Clear Channel partners with Central St Martins for High Street project
Out of home ad giant, Clear Channel, has joined forces with students from the BA Product Design course at world-renowned arts and design collegeCentral Saint Martins, University of the Arts London, to conceptualise the street furniture of tomorrow.
The brief, “Future of the High Street”, challenges 25 second-year students to design an item of street furniture to provide genuine value to local communities up and down the UK.
The brief, set for the next generation of Product Designers, was given at Clear Channel’s London HQ this week.
Addressing 'pain points'
Students were asked to consider how their design could address a genuine concern or pain point for the public, improve a citizen’s experience of the high street and tackle issues that communities face, as well as well as considering how their product can withstand heavy use from the public for years to come.
The best designs, which identify and help tackle issues society faces today, will be scrutinised by the Clear Channel team with the most viable, scalable and affordable, potentially being brought to life and being offered to local authorities as part of future contracts.
Rather than creating a product around a screen or advertising panel, the designers have free reign to create a product over the next seven weeks that best serves the public, in whatever form.
“Clear Channel has a long and well established history of building and maintaining ad-funded public infrastructure - we have a huge responsibility to the public and communities up and down the UK”, said Chief Investment Officer Will Ramage.

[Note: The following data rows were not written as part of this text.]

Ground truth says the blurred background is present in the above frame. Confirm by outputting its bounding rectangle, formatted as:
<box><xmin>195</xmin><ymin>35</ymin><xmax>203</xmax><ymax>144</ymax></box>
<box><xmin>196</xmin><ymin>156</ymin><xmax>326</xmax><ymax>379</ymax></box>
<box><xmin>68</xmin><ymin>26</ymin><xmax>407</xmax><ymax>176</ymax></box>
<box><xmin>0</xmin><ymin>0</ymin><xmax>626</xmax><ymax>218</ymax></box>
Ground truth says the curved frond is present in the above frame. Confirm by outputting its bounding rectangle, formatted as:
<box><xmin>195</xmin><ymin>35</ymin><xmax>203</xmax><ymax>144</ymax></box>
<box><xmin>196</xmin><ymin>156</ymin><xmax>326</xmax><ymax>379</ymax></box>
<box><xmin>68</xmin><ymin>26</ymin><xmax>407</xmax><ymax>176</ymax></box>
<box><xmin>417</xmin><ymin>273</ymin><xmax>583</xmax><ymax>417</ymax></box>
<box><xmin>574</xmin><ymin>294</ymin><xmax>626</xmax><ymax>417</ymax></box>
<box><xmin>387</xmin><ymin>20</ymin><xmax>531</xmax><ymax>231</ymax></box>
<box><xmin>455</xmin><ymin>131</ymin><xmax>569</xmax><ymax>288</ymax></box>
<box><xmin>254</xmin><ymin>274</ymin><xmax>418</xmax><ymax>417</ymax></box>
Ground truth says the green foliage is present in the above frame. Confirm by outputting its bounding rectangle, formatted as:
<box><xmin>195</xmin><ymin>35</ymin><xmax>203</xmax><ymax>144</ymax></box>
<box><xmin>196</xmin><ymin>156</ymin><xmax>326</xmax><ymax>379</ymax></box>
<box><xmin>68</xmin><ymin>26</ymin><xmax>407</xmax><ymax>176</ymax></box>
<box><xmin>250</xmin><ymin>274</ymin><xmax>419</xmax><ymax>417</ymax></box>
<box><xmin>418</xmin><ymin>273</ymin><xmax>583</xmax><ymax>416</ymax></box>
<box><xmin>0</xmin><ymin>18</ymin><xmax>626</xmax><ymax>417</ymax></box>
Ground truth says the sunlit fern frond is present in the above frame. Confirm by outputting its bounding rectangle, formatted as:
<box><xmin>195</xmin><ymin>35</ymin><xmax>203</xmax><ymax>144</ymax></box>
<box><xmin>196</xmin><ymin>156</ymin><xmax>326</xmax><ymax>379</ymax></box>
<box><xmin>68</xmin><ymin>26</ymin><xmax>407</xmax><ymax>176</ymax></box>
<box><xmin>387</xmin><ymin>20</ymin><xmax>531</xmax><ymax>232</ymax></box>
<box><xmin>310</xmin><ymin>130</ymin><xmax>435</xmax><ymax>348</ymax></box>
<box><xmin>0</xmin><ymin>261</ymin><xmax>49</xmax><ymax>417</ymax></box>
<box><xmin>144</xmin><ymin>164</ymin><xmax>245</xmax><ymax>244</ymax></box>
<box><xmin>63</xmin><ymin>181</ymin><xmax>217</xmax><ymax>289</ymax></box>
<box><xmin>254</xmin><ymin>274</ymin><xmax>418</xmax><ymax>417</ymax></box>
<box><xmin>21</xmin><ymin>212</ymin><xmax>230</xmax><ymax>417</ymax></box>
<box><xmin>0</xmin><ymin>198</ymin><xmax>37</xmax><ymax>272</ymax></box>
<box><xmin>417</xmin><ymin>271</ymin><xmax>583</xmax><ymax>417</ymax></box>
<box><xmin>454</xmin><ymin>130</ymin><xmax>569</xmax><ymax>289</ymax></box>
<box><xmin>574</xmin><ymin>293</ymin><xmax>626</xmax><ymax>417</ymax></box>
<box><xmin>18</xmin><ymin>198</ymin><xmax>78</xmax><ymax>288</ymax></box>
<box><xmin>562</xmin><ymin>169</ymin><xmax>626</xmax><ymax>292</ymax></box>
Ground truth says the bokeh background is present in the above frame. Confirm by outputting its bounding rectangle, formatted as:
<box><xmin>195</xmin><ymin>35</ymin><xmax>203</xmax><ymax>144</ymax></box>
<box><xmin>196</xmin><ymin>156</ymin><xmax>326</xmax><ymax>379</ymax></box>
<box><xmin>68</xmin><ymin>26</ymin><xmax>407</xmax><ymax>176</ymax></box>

“As our world changes, so does our responsibility. I’m excited to see how the students approach the challenge and the unique ideas that they conceive, as well as helping to launch the careers of the product designers of tomorrow.”
Central St Martin’s BA Product Design promotes the belief product design solutions should meet the wants and needs of real people.
Widely recognised externally as an environment in which rigorous thinking generates creative, commercially relevant work, the course teaches the intellectual, academic and subject-specific skills needed for students to define their own professional practice.
The course’s lecturers and alumni have been associated with the production of ground-breaking products since 1947, including the first production laptop, the original London Routemaster bus, and the Apple iPhone.
It has produced more Royal Designers for Industry in the subject than any other undergraduate course in the world.
The course was recognised for world-class excellence by the Queen’s Anniversary Prize for Further and Higher Education in 2013.
BA Product Design Course Leader Paul De’Ath said: “This brief is a reflection upon the changing landscape affecting design and designers. With the rapid development of technology and the shifting relationship between the environment, people and the things around them, a focus upon the concerns and the needs of communities requires rigorous design for valuable social impact.
“This is an exciting and challenging opportunity for the emerging generation of actively engaged students to have a positive influence upon our future communities”.